Mr. Stein told his wife to give me a glass of milk, told me to eat the cake, and asked me to explain about the softball tournament that Joseph had said I was in charge of. He delivered these orders in his squeaky voice, which somehow made them inoffensive.
With my mouth full of sponge cake, I told Mr. Stein I was merely captain of our class, not in charge of the tournament. I explained that each class was to play against the other classes in their grade until there were six school champions. (P.S. 173, typical of the city’s public schools then, bulged with baby boomers.) The winners were to go on and play representatives from other Manhattan schools. Eventually there would be a borough champ for each grade. All that was true. I said there would be a citywide championship, a state championship, and then a competition that would end with national champions. All that was invented. Why make it up? I wanted to persuade them to allow Joseph to play. When I noticed Mr. Stein widen his narrow eyes and raise his one eyebrow with the mention of each championship I naturally thought the more the better as far as he was concerned.
I was right. “Mimi,” he said to Mrs. Stein, “this is a very good thing.” He added a quick order, “Joseph, you should play.”
“Great!” I said, spewing crumbs. “Sorry,” I mumbled and took a sip of milk. It tasted awful. Mrs. Stein served skimmed milk.
“You don’t like milk?” Mrs. Stein said.
“Yes,” I said and forced myself to drink more.
“But Joey doesn’t know how to play baseball,” Mrs. Stein said.
“I can teach him!” I cried out.
“I know how!” Joseph complained. He blushed. He took off his glasses and rubbed his eyes. Probably to avoid looking at me. I knew he was lying: how could he know how to play baseball if he had hardly ever been outside?
“Doesn’t matter. He’ll learn,” Mr. Stein said.
“But where do you play?” Mrs. Stein asked. “You know, he’s allergic to grass.”
I told her Joseph would be safe from nature, playing in P.S. 173’s concrete yard, a yard he went into every day. Mrs. Stein was able to point out that if our team was successful and went on to compete against other schools, that Joseph would be dragged to strange locations, probably places with lots of grass.

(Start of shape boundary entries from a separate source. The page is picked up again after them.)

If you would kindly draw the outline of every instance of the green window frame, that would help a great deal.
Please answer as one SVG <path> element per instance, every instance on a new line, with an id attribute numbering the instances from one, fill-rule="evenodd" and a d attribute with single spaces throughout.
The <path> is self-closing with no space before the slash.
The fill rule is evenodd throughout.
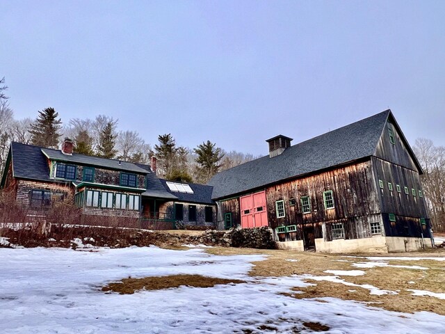
<path id="1" fill-rule="evenodd" d="M 301 202 L 302 213 L 309 214 L 311 212 L 311 198 L 309 196 L 301 196 L 300 201 Z"/>
<path id="2" fill-rule="evenodd" d="M 129 210 L 139 210 L 139 203 L 140 203 L 140 196 L 139 195 L 128 196 Z"/>
<path id="3" fill-rule="evenodd" d="M 224 228 L 228 230 L 232 228 L 232 212 L 227 212 L 224 214 Z"/>
<path id="4" fill-rule="evenodd" d="M 100 191 L 98 190 L 86 191 L 86 206 L 90 207 L 100 206 Z"/>
<path id="5" fill-rule="evenodd" d="M 126 193 L 116 193 L 116 199 L 115 202 L 115 208 L 120 209 L 127 209 L 127 194 Z"/>
<path id="6" fill-rule="evenodd" d="M 138 175 L 129 173 L 121 173 L 119 184 L 122 186 L 136 188 L 138 186 Z"/>
<path id="7" fill-rule="evenodd" d="M 56 178 L 76 180 L 77 168 L 75 165 L 58 162 L 56 164 Z"/>
<path id="8" fill-rule="evenodd" d="M 277 218 L 284 218 L 286 216 L 284 201 L 283 200 L 275 202 L 275 209 L 277 209 Z"/>
<path id="9" fill-rule="evenodd" d="M 323 193 L 323 200 L 325 203 L 325 209 L 334 209 L 334 194 L 332 190 L 327 190 Z"/>
<path id="10" fill-rule="evenodd" d="M 113 209 L 114 194 L 109 191 L 102 191 L 101 193 L 100 207 Z"/>
<path id="11" fill-rule="evenodd" d="M 391 144 L 395 144 L 396 141 L 394 140 L 394 132 L 392 131 L 392 129 L 388 127 L 388 134 L 389 134 L 389 141 Z"/>
<path id="12" fill-rule="evenodd" d="M 82 177 L 83 181 L 87 182 L 95 182 L 95 168 L 94 167 L 83 167 L 83 175 Z"/>

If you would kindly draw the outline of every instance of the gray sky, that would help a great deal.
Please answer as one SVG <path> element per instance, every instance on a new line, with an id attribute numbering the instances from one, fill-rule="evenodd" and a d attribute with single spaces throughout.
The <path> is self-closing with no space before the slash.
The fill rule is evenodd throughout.
<path id="1" fill-rule="evenodd" d="M 0 0 L 17 118 L 106 114 L 151 144 L 266 154 L 390 108 L 445 145 L 445 1 Z"/>

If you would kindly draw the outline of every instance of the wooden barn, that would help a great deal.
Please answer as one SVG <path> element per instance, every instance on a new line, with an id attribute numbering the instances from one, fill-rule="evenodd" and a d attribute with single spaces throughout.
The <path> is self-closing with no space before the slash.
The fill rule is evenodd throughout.
<path id="1" fill-rule="evenodd" d="M 270 226 L 279 247 L 320 252 L 430 247 L 422 169 L 390 110 L 215 175 L 221 229 Z"/>

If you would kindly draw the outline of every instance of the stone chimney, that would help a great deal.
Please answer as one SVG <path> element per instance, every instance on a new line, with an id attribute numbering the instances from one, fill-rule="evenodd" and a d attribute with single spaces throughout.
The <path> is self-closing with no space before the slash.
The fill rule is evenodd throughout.
<path id="1" fill-rule="evenodd" d="M 156 174 L 156 163 L 158 159 L 154 155 L 152 156 L 152 171 Z"/>
<path id="2" fill-rule="evenodd" d="M 269 157 L 273 158 L 281 154 L 284 150 L 291 147 L 293 139 L 282 134 L 275 136 L 266 141 L 269 144 Z"/>
<path id="3" fill-rule="evenodd" d="M 72 155 L 74 142 L 69 138 L 65 138 L 62 144 L 62 153 L 67 155 Z"/>

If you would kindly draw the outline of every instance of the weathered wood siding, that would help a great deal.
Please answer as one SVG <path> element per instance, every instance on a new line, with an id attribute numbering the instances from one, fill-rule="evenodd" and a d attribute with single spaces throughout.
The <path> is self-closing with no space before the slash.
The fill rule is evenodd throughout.
<path id="1" fill-rule="evenodd" d="M 391 129 L 393 132 L 394 136 L 394 144 L 391 143 L 388 129 Z M 387 122 L 380 139 L 377 145 L 374 155 L 383 160 L 392 162 L 393 164 L 403 166 L 406 168 L 416 172 L 419 171 L 403 143 L 400 134 L 396 130 L 396 127 L 394 127 L 394 125 L 391 122 Z"/>

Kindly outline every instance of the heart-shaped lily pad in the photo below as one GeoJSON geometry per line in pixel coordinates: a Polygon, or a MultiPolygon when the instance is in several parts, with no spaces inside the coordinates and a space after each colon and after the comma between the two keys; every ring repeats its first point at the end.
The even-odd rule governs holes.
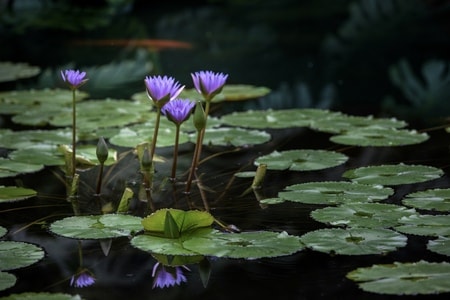
{"type": "Polygon", "coordinates": [[[300,240],[315,251],[340,255],[385,254],[406,245],[407,237],[383,228],[330,228],[305,233],[300,240]]]}
{"type": "Polygon", "coordinates": [[[344,178],[353,182],[381,185],[418,183],[437,179],[442,175],[444,172],[435,167],[403,163],[361,167],[347,170],[342,174],[344,178]]]}
{"type": "Polygon", "coordinates": [[[274,151],[255,160],[268,170],[314,171],[339,166],[348,160],[345,154],[315,149],[274,151]]]}
{"type": "Polygon", "coordinates": [[[73,216],[53,222],[50,231],[74,239],[109,239],[143,230],[142,219],[130,215],[73,216]]]}
{"type": "Polygon", "coordinates": [[[450,292],[450,263],[394,262],[358,268],[347,274],[367,292],[387,295],[436,295],[450,292]]]}

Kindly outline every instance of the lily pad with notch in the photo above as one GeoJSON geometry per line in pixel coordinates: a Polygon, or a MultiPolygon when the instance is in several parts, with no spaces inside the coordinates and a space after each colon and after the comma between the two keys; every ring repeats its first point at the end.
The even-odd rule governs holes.
{"type": "Polygon", "coordinates": [[[329,228],[305,233],[300,240],[314,251],[338,255],[385,254],[406,246],[407,237],[384,228],[329,228]]]}
{"type": "Polygon", "coordinates": [[[436,295],[450,292],[450,263],[394,262],[353,270],[347,278],[366,291],[385,295],[436,295]]]}
{"type": "Polygon", "coordinates": [[[307,203],[336,205],[381,201],[394,193],[394,190],[381,185],[368,185],[348,181],[323,181],[293,184],[278,193],[278,198],[307,203]]]}
{"type": "Polygon", "coordinates": [[[342,174],[353,182],[365,184],[399,185],[425,182],[444,175],[441,169],[424,165],[378,165],[347,170],[342,174]]]}
{"type": "Polygon", "coordinates": [[[344,164],[348,156],[339,152],[315,149],[274,151],[255,159],[255,165],[268,170],[315,171],[344,164]]]}
{"type": "Polygon", "coordinates": [[[398,225],[398,219],[417,214],[415,209],[386,203],[346,203],[311,212],[311,217],[332,226],[389,228],[398,225]]]}

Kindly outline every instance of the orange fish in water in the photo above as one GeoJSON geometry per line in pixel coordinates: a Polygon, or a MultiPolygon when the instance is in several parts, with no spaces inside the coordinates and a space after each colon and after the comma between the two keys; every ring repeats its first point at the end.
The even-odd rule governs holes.
{"type": "Polygon", "coordinates": [[[165,49],[191,49],[192,44],[176,40],[75,40],[73,45],[79,46],[119,46],[119,47],[146,47],[150,50],[159,51],[165,49]]]}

All of the city games would be played on concrete yards in Manhattan, I assured her.
But what about this state championship and the national championship? she pointed out, shaking her head sorrowfully. “They have grass in Albany and Washington. And Joey can’t be going all over the country. He’ll get asthma.”
Joseph had left his glasses beside his half-finished plate of sponge cake. With them off, his eyes had an unfocused look. They trailed over the ceiling, as if he were searching for a way out.
Mr. Stein also nodded sorrowfully, in harmony with his wife. “That’s true. And I can’t get time off to travel with him.”